Si cette décentralisation s’est opérée sans incident majeur et comporte des potentialités de transformation profonde du mode de gestion des aéroports, la méthode retenue conduit au maintien de l’éclatement et fait reposer la responsabilité principale de la rationalisation des infrastructures sur des collectivités territoriales diverses et leurs émanations multiformes, qui n’ont ni démarche concertée, ni intérêt convergent.

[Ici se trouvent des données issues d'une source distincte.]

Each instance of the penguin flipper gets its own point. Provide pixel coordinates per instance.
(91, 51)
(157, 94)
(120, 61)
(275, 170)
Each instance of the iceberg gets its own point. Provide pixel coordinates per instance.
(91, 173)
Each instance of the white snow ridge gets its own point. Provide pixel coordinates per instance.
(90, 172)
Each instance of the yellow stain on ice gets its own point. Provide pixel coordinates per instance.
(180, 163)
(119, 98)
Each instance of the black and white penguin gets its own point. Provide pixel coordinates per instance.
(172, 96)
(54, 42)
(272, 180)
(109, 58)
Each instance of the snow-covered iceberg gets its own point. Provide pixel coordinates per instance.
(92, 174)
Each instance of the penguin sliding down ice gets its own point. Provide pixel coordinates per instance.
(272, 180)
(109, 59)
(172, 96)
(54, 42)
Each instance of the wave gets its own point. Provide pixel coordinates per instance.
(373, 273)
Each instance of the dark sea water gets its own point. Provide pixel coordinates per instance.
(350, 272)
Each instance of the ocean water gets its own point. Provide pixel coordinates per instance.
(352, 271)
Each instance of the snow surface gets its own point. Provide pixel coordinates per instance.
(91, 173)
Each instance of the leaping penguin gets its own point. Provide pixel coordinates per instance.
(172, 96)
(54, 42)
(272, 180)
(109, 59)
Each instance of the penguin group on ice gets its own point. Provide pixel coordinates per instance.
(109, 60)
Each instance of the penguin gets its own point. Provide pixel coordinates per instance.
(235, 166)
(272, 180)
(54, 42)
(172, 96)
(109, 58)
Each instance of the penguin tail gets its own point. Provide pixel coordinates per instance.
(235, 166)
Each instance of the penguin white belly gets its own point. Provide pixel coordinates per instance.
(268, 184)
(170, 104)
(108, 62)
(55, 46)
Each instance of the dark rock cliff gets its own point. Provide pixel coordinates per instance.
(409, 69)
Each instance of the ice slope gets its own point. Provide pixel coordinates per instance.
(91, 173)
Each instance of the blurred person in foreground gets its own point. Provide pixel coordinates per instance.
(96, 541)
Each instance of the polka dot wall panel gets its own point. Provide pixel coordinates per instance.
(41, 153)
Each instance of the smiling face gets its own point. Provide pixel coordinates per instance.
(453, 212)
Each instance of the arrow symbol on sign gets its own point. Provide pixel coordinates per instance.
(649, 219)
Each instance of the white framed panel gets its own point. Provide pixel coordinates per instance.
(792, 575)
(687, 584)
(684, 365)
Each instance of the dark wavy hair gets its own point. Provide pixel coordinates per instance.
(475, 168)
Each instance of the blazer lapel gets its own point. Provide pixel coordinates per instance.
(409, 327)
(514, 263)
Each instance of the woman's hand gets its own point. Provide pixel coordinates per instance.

Il aurait paru plus logique de faire relever ces équipements d’un échelon unique de collectivité, celui dédié à l’aménagement du territoire, qui aurait été l’interlocuteur de l’Etat et aurait pu arrêter et partager avec lui une vision de la carte nationale de ce type d’infrastructures.

3 - Le tourisme 28

Les textes relatifs à la répartition des compétences entre l’Etat et les différentes collectivités, n’ont pas considéré le tourisme comme un secteur spécifique. Il n’existe pas de « bloc de compétence » en ce domaine. Aussi, chaque collectivité territoriale a-t-elle la faculté d’intervenir et d’initier des propres structures d’animation. Le tourisme est donc demeuré un domaine de compétence partagée.

Certes, la loi s’est efforcée de contenir les risques de chevauchements, de concurrences ou de gaspillages résultant de cette répartition éclatée des responsabilités par l’énoncé d’un principe de hiérarchisation des responsabilités par échelon. Mais cette hiérarchisation qui n’est assortie d’aucun pouvoir de contrainte reste sans effet, faute d’avoir prise sur les initiatives des collectivités de proximité et sur les structures qui sont leur émanation.

En outre, l'Etat conserve compétence pour procéder au classement des équipements touristiques. Même si la loi aménage et clarifie le statut des offices de tourisme, les responsabilités de chaque niveau territorial n'ont finalement pas été remises en cause en 2004, comme le prévoyait le projet initial.